Puri had given Urmila some popular fiction to read. ‘Have you read anything?’ he would ask her. ‘What did you read?’
He had not heard a reply to his letter to Kanak. What became of it, he often thought. Probably they had moved to another city, and the letter had to be redirected. Enough time had passed for some kind of response since the letter had been sent by registered post. Maybe Nayyar is behind all this. Not a nice person, and so vain about his wealth and status, and jealous in the bargain.
In the afternoon of the twelfth day, his letter came back. On it was inscribed in red ink: Left station.
Puri’s heart sank. What else could he do to find her? He had lost his family, and now Kanak. His head buzzed. With eyes fixed unseeingly on the rafters overhead, he imagined: A vast flood has engulfed Lahore. The houses were coming down, crashing one by one. He had been absent on some business, and had returned to find the city inundated. Swift-moving streams were flowing through the bazaars, sweeping men and women along in its current. Hundreds of persons were being swept along into one immense swath of river. He had got hold of a floating beam and so was saved from drowning. He was searching for his family, but had found that they were gone. He saw Kanak, also holding on to a beam like himself. He called, but she did not hear. Next to her was Urmila, caught in a whirlpool, about to be pulled under. He was scared … his hands touched and grabbed Urmila by the hair.

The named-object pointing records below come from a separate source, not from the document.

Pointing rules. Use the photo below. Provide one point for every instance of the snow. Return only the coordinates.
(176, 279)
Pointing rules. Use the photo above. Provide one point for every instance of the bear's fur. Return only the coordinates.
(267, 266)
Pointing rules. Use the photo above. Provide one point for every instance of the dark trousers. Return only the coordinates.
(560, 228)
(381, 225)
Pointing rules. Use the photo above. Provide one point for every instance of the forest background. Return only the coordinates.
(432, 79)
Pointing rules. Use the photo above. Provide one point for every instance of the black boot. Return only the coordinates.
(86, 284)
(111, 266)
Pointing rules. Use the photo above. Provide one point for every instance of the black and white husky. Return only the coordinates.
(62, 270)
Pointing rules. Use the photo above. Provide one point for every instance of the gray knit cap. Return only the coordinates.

Puri shook his head and made an effort to concentrate on the papers in front of him. His thoughts drifted off again. If Kanak had had to move away,
couldn’t she leave instructions at the post office to forward her mail? She was not helpless and naive like Urmila; she was able to instruct others, to speak with clerks and officials. Didn’t she want to hear from him? What more could he do now?
His hands capped the fountain pen on the desk and put it into his shirt pocket. Biting his lip to suppress the disappointment welling up in his heart, he went upstairs.